Она понимала: муж раздражен, надо промолчать, но она опаздывала на свидание с Генрихом, и потому удобнее было напрячь отношения.
— У тебя в мастерской тоже целыми днями торчат Миша Гаркави, Зорах и эта… Мальвина Гофман со своими скульптурами пролетариев, а должны бывать другие люди.
— Какие?
— У которых есть деньги. Нашей самой большой удачей было знакомство с Ферсманами.
— Это было удачей твоего друга. Ферсман для него организовал целый институт. И теперь он там в полном порядке, а я — нет. Надо уезжать домой.
— Чтобы успеть пройти по очередному процессу?
— Но ведь я сам слышал, как наш ученый оракул заявил: люди, которые знают Россию лучше, убедили меня, что это были подлинные процессы, а не организованный спектакль. Я даже знаю, кто эти «люди». Но только не понимаю, почему они кому-то говорят так, а кому-то — иначе. Может, объяснишь?
И глянул пронзительно своим темным орлиным оком.
Разговор был в спальне на втором этаже. Она стояла перед шкафом, выбирая платье. Помнит хорошо: выбрала невесомое, золотисто-палевое, связанное из плотного шелка. Оно облегало, как чешуя, и при ходьбе подчеркивало стройность и длину ног.
Не стоило затевать ссору.
До маленькой квартирки на углу Мэдисон-авеню пешком минут пятнадцать. Ключи дал Рябой в качестве благодарности за пустячную услугу.
Это было связано с Кристой.
Новые соседи — Криста и Альберт. Подружились сразу на почве курения. Детка притеснял ее, ворчал по поводу каждой выкуренной сигареты, а Криста выгоняла Альберта курить на лестницу. На лестнице и познакомились, и Альберт стал оставлять ей под дверью сигареты. Теперь под предлогом визита к соседям она всегда могла покурить на лестнице. Детка к Тиделям не ходил, его раздражали рассуждения Кристы об искусстве. Она была пухленькая, с кудряшками на лбу и почитала себя художницей. Писала виды Нью-Йорка, ученические, беспомощные работы, но странно — они имели спрос. Это особенно уязвляло Детку. А она любила выезжать с Кристой на пленэр. Таскала за ней мольберт и часами сидела, покуривая, где-нибудь на лавочке на Эспланаде, пока Криста изображала очередной вид города.
Иногда Рябой просил ее ставить метки на скамейке. Очень простое дело. Начиналось так незатейливо, это потом затянулся узел — не продохнуть.
Криста гордилась дружбой с ней и по сути была в полном подчинении. Сама же крутила как хотела покладистым Альбертом. Они были состоятельными людьми и могли себе позволить студию если не на Пятой, то на Парк-авеню. Но им нравилось жить в Гринвич-Вилледж среди богемы, тем более что Криста, милая мещанистая Криста, причисляла себя к таковой. Особенно тешила ее самолюбие то ли дружба, то ли роман соседки с Самим. Вот тут она была готова на все.
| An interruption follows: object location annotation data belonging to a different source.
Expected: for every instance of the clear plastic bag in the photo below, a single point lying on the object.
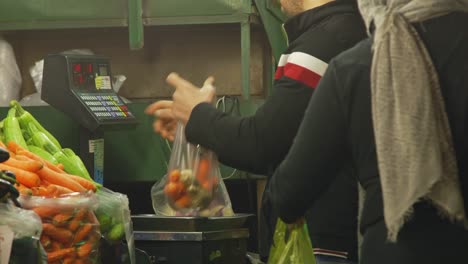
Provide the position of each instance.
(27, 228)
(10, 76)
(113, 214)
(70, 229)
(291, 246)
(193, 185)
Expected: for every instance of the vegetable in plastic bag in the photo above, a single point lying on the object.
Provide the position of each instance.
(113, 214)
(193, 185)
(291, 246)
(70, 229)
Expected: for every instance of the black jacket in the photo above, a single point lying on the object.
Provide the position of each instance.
(260, 142)
(326, 143)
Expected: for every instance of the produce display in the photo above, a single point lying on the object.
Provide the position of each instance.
(70, 229)
(48, 177)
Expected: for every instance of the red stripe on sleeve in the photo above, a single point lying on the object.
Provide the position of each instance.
(279, 72)
(302, 75)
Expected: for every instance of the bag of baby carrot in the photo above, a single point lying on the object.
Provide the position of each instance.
(70, 229)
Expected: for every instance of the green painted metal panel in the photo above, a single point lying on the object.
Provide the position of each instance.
(135, 24)
(38, 14)
(272, 20)
(181, 8)
(26, 10)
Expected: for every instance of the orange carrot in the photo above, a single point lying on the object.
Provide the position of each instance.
(54, 177)
(82, 261)
(46, 212)
(45, 241)
(61, 235)
(69, 260)
(82, 233)
(57, 190)
(84, 250)
(60, 254)
(23, 189)
(55, 245)
(88, 185)
(40, 191)
(76, 221)
(28, 179)
(31, 166)
(62, 219)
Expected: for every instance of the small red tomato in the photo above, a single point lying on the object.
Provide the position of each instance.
(203, 170)
(172, 190)
(174, 176)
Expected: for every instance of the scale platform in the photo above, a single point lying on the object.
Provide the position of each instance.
(151, 222)
(195, 240)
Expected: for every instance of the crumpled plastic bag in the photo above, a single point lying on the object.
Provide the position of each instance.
(10, 76)
(26, 227)
(193, 185)
(114, 217)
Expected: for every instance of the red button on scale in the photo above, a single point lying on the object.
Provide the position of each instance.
(77, 67)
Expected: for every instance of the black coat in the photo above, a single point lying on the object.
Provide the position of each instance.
(327, 142)
(259, 143)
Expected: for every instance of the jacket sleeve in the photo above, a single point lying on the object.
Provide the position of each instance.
(316, 156)
(257, 143)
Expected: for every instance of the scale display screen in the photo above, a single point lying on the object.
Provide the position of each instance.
(81, 85)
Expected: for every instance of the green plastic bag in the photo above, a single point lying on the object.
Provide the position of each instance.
(291, 247)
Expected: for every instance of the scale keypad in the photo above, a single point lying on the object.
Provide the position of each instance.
(105, 106)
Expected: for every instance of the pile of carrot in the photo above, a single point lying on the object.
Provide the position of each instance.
(69, 235)
(39, 177)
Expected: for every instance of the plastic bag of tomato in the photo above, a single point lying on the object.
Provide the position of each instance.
(193, 185)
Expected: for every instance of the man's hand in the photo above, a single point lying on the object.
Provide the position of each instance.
(186, 97)
(166, 122)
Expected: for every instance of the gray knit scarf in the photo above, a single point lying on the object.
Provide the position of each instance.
(416, 158)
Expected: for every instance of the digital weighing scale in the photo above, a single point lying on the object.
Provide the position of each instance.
(81, 87)
(194, 240)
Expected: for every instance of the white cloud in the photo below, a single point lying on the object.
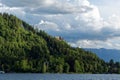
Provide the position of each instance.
(46, 25)
(109, 43)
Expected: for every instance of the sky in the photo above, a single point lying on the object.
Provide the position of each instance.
(82, 23)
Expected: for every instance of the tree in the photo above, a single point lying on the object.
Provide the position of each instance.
(44, 68)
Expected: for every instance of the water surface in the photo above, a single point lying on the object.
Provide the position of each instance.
(59, 76)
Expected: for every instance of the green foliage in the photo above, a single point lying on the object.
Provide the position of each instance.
(24, 49)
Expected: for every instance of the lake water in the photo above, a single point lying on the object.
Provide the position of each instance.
(59, 77)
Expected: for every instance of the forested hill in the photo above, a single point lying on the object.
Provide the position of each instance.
(23, 49)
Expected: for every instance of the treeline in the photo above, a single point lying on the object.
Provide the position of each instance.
(24, 49)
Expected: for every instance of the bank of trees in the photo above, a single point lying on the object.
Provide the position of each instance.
(23, 49)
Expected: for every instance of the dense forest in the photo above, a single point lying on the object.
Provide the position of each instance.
(25, 49)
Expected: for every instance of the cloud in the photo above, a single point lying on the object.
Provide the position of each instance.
(112, 43)
(48, 26)
(49, 6)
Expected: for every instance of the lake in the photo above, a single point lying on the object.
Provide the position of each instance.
(59, 76)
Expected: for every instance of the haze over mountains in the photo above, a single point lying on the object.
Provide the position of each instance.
(106, 54)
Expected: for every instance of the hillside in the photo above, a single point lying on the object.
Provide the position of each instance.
(23, 49)
(106, 54)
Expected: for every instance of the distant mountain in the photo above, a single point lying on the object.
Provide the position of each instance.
(106, 54)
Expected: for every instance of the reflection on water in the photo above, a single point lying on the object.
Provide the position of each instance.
(59, 77)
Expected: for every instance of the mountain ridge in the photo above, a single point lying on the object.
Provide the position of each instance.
(24, 49)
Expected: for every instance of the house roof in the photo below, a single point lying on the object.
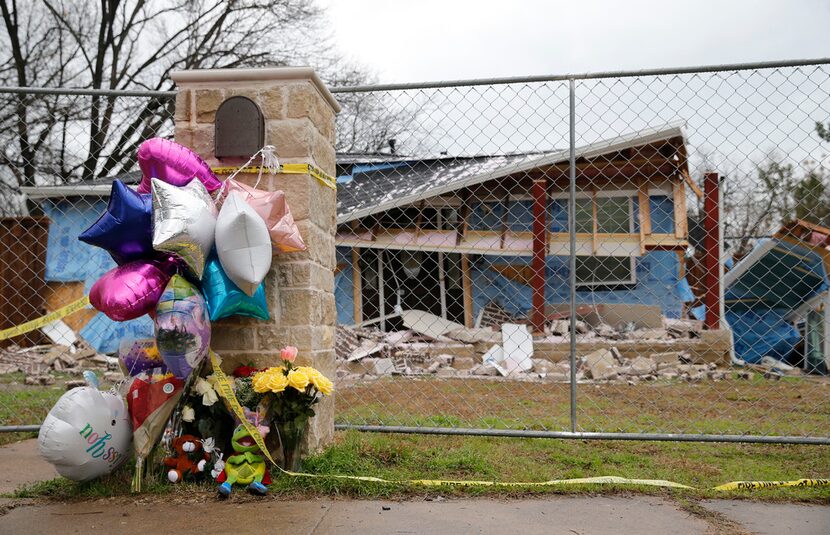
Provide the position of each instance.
(96, 187)
(402, 180)
(377, 191)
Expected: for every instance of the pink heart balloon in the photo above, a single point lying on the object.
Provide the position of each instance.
(131, 290)
(172, 163)
(273, 208)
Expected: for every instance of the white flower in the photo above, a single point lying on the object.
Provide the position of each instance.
(204, 388)
(218, 467)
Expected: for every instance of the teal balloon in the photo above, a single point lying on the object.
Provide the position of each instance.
(224, 298)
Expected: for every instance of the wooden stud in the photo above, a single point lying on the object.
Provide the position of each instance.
(694, 187)
(595, 222)
(420, 220)
(680, 221)
(504, 220)
(644, 214)
(357, 286)
(467, 284)
(465, 218)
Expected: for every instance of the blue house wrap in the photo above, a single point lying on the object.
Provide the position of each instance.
(658, 280)
(765, 288)
(70, 260)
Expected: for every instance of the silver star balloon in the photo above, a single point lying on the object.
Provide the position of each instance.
(184, 219)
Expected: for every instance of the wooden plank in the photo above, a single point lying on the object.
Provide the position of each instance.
(465, 218)
(644, 214)
(680, 215)
(381, 294)
(517, 243)
(694, 187)
(595, 215)
(58, 294)
(467, 284)
(420, 219)
(505, 215)
(357, 286)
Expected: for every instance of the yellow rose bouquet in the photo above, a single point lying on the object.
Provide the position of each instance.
(289, 394)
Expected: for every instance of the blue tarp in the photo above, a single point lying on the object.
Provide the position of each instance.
(657, 283)
(657, 272)
(69, 260)
(344, 287)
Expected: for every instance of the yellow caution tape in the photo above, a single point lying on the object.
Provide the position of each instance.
(225, 390)
(288, 169)
(60, 313)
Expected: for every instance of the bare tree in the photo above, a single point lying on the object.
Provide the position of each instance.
(136, 44)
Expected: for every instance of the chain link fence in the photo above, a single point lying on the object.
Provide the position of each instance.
(615, 255)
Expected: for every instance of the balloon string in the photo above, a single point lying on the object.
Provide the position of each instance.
(269, 160)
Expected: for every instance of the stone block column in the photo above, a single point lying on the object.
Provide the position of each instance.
(299, 116)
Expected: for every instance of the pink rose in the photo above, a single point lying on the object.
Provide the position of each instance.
(288, 353)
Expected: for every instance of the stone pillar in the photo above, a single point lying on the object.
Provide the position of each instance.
(299, 121)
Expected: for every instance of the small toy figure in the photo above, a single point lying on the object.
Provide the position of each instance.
(246, 466)
(190, 458)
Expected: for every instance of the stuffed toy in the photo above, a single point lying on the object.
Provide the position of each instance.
(246, 466)
(190, 458)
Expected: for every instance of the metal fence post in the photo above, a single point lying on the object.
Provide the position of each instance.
(572, 247)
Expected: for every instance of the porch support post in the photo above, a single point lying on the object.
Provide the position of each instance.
(540, 232)
(711, 261)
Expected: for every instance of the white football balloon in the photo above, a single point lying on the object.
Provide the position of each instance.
(86, 434)
(184, 221)
(243, 243)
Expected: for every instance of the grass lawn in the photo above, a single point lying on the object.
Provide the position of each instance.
(26, 405)
(790, 406)
(404, 457)
(754, 406)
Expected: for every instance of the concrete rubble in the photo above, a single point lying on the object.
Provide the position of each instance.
(447, 349)
(39, 362)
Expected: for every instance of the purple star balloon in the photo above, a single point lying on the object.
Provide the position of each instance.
(224, 298)
(125, 230)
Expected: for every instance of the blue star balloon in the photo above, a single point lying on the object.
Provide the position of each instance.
(224, 298)
(125, 230)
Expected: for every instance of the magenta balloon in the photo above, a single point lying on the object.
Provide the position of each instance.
(172, 163)
(131, 290)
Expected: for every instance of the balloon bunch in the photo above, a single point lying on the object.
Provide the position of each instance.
(190, 250)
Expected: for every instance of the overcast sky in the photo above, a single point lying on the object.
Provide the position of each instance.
(408, 41)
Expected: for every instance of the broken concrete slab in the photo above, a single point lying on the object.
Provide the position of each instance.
(601, 364)
(366, 348)
(545, 366)
(428, 324)
(640, 366)
(671, 357)
(487, 369)
(474, 336)
(383, 367)
(563, 327)
(518, 347)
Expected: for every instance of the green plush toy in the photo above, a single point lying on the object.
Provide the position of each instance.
(245, 467)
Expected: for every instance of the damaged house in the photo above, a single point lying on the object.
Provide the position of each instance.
(465, 237)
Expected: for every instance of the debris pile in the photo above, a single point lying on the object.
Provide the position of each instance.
(38, 362)
(432, 346)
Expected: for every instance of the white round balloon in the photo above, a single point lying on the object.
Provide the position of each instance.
(243, 243)
(86, 434)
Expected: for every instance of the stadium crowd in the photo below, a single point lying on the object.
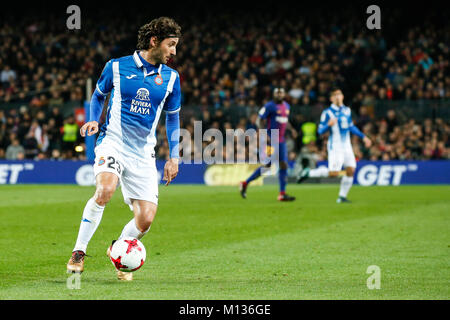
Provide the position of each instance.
(225, 61)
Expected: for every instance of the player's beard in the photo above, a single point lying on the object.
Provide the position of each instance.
(158, 55)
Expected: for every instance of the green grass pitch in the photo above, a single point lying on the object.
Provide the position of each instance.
(208, 243)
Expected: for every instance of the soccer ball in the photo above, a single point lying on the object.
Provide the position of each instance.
(127, 254)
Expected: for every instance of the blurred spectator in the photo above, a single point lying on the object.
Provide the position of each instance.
(15, 151)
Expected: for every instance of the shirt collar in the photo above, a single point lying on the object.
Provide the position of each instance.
(141, 62)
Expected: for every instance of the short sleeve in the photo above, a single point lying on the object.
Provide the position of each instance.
(105, 82)
(264, 112)
(173, 101)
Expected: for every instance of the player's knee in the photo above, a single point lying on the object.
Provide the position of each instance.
(145, 219)
(333, 173)
(104, 193)
(350, 172)
(144, 223)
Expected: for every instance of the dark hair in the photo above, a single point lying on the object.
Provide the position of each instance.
(334, 89)
(161, 28)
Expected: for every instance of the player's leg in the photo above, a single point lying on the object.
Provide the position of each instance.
(335, 161)
(144, 213)
(282, 173)
(139, 184)
(106, 183)
(255, 175)
(347, 179)
(282, 179)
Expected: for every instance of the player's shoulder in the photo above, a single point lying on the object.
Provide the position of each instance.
(166, 69)
(123, 59)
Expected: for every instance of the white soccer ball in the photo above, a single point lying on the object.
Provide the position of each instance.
(128, 254)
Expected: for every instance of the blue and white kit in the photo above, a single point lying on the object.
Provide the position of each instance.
(340, 151)
(140, 91)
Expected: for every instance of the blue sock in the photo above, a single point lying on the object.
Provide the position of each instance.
(282, 174)
(255, 175)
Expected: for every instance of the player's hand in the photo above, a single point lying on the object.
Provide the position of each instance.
(170, 170)
(367, 142)
(91, 128)
(332, 122)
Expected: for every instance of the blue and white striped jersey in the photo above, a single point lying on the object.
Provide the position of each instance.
(139, 93)
(339, 138)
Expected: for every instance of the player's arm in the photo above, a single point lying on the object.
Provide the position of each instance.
(263, 113)
(354, 129)
(326, 122)
(172, 108)
(104, 86)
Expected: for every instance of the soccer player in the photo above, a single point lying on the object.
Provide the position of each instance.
(337, 119)
(141, 87)
(277, 113)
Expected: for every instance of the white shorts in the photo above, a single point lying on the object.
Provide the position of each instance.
(341, 158)
(138, 178)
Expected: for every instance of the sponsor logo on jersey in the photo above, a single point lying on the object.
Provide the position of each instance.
(141, 103)
(158, 80)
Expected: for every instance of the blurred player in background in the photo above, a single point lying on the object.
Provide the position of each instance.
(337, 119)
(276, 112)
(141, 86)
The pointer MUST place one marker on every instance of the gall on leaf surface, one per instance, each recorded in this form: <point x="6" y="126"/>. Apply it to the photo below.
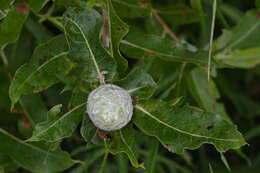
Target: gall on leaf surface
<point x="186" y="128"/>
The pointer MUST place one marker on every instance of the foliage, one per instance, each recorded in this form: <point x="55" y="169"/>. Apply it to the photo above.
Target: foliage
<point x="55" y="52"/>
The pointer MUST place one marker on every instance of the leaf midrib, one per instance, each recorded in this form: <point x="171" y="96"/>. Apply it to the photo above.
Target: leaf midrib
<point x="179" y="130"/>
<point x="89" y="48"/>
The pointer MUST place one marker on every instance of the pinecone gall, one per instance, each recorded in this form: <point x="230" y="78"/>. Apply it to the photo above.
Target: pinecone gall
<point x="109" y="107"/>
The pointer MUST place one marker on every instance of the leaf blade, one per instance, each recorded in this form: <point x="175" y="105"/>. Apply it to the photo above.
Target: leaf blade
<point x="174" y="135"/>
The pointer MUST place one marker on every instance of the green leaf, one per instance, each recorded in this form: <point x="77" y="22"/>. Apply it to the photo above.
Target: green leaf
<point x="179" y="14"/>
<point x="37" y="30"/>
<point x="49" y="60"/>
<point x="122" y="141"/>
<point x="246" y="34"/>
<point x="5" y="4"/>
<point x="186" y="128"/>
<point x="12" y="24"/>
<point x="246" y="58"/>
<point x="82" y="28"/>
<point x="33" y="158"/>
<point x="137" y="45"/>
<point x="224" y="160"/>
<point x="37" y="5"/>
<point x="70" y="3"/>
<point x="55" y="127"/>
<point x="7" y="163"/>
<point x="152" y="157"/>
<point x="88" y="129"/>
<point x="138" y="83"/>
<point x="132" y="8"/>
<point x="34" y="108"/>
<point x="205" y="93"/>
<point x="117" y="29"/>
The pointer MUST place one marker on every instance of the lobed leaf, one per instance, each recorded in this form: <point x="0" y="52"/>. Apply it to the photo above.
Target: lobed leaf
<point x="5" y="4"/>
<point x="33" y="158"/>
<point x="55" y="127"/>
<point x="132" y="8"/>
<point x="240" y="46"/>
<point x="186" y="128"/>
<point x="138" y="45"/>
<point x="179" y="14"/>
<point x="82" y="28"/>
<point x="49" y="60"/>
<point x="122" y="141"/>
<point x="138" y="83"/>
<point x="205" y="93"/>
<point x="246" y="58"/>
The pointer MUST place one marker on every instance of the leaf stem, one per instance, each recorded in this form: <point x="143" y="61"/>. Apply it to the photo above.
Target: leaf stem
<point x="101" y="169"/>
<point x="6" y="64"/>
<point x="164" y="25"/>
<point x="211" y="35"/>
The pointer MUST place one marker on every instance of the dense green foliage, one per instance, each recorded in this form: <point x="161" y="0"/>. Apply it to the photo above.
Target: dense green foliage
<point x="191" y="68"/>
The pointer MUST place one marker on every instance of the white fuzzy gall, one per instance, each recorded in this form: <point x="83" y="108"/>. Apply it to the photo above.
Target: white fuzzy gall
<point x="109" y="107"/>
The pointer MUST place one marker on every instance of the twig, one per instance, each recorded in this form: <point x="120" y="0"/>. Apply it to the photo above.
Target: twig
<point x="211" y="35"/>
<point x="105" y="31"/>
<point x="6" y="64"/>
<point x="101" y="169"/>
<point x="164" y="25"/>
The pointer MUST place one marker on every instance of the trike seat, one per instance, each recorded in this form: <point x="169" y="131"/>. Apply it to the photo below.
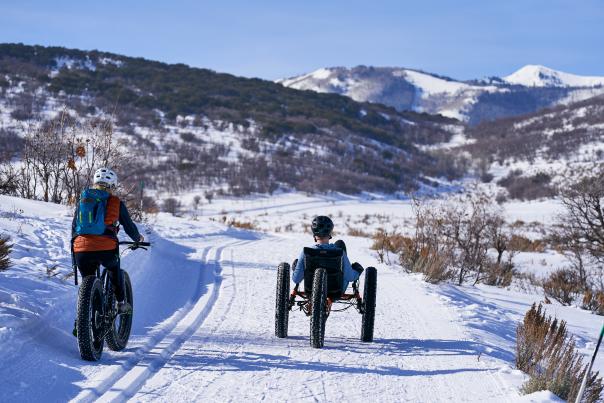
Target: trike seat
<point x="331" y="261"/>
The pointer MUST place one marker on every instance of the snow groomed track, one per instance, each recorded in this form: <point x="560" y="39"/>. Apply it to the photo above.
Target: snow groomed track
<point x="204" y="331"/>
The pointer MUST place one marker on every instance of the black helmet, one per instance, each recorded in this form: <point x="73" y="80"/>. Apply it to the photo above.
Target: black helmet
<point x="321" y="226"/>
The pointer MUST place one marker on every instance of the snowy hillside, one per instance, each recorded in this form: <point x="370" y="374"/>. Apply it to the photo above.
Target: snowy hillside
<point x="556" y="144"/>
<point x="203" y="321"/>
<point x="184" y="127"/>
<point x="525" y="91"/>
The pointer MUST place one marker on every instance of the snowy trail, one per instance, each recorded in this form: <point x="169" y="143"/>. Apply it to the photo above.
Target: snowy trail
<point x="204" y="329"/>
<point x="419" y="353"/>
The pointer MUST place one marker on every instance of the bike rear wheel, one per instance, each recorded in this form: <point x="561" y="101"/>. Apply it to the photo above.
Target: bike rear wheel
<point x="119" y="333"/>
<point x="91" y="319"/>
<point x="282" y="301"/>
<point x="319" y="309"/>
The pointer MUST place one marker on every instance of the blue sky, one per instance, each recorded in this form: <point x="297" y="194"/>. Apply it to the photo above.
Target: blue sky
<point x="272" y="39"/>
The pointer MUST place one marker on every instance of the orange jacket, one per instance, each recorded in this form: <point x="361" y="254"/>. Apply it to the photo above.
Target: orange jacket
<point x="94" y="243"/>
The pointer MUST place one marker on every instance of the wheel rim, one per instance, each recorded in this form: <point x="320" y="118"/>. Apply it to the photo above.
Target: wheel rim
<point x="97" y="319"/>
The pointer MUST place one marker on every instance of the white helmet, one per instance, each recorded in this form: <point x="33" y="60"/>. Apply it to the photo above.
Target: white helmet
<point x="105" y="176"/>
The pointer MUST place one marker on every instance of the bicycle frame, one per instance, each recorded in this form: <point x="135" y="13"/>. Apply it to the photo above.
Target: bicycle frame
<point x="305" y="305"/>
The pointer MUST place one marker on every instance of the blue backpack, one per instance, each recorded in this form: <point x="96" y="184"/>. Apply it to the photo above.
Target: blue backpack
<point x="91" y="212"/>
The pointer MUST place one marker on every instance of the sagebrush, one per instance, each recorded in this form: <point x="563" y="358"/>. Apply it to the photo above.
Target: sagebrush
<point x="547" y="353"/>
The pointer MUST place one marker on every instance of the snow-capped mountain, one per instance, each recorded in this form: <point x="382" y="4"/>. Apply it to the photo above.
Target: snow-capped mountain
<point x="529" y="89"/>
<point x="541" y="76"/>
<point x="196" y="127"/>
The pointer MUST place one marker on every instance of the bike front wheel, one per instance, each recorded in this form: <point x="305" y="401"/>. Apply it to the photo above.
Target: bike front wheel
<point x="119" y="333"/>
<point x="91" y="319"/>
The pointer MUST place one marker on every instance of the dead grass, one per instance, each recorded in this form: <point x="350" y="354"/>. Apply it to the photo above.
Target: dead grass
<point x="546" y="352"/>
<point x="246" y="225"/>
<point x="5" y="249"/>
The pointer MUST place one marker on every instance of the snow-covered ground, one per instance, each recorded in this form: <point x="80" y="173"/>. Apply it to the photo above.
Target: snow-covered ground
<point x="204" y="310"/>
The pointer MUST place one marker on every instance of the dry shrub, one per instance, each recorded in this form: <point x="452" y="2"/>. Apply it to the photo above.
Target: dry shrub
<point x="563" y="285"/>
<point x="546" y="352"/>
<point x="5" y="249"/>
<point x="523" y="244"/>
<point x="358" y="232"/>
<point x="386" y="243"/>
<point x="593" y="301"/>
<point x="499" y="275"/>
<point x="434" y="266"/>
<point x="243" y="225"/>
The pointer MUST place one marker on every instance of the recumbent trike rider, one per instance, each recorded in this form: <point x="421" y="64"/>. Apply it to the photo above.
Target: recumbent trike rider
<point x="323" y="267"/>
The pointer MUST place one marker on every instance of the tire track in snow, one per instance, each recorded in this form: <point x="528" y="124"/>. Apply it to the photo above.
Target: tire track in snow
<point x="214" y="327"/>
<point x="133" y="379"/>
<point x="109" y="377"/>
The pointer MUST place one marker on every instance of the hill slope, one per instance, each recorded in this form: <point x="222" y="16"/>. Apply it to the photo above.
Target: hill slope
<point x="528" y="90"/>
<point x="213" y="128"/>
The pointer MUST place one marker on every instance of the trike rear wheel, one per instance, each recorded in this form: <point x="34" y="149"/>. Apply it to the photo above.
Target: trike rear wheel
<point x="319" y="309"/>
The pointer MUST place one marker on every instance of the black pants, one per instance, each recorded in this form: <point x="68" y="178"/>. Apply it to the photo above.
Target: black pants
<point x="88" y="263"/>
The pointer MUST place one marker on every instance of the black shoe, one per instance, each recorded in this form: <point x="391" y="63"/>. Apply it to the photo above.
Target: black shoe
<point x="124" y="308"/>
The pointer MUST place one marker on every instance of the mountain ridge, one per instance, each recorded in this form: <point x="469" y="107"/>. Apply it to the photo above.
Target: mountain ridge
<point x="472" y="101"/>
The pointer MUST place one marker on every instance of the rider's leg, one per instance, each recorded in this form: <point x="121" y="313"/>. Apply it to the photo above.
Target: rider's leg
<point x="110" y="260"/>
<point x="87" y="263"/>
<point x="340" y="244"/>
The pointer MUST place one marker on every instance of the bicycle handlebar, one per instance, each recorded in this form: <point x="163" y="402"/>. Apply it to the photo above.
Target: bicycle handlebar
<point x="134" y="243"/>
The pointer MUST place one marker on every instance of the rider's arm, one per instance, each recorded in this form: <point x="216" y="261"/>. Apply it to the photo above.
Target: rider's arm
<point x="73" y="223"/>
<point x="349" y="274"/>
<point x="298" y="274"/>
<point x="127" y="223"/>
Как-то Генрих привез сестру в Нью-Йорк показать докторам и развлечь немного. Они очень любили друг друга, Марта и он. Когда-то в юности меж ними были какие-то трения из-за его первой жены, потом все утряслось, забылось, и, когда Марта осталась одна, он вызвал ее к себе. И этим спас от неминуемой гибели. Ведь его кузины и дядя погибли в нацистском концлагере.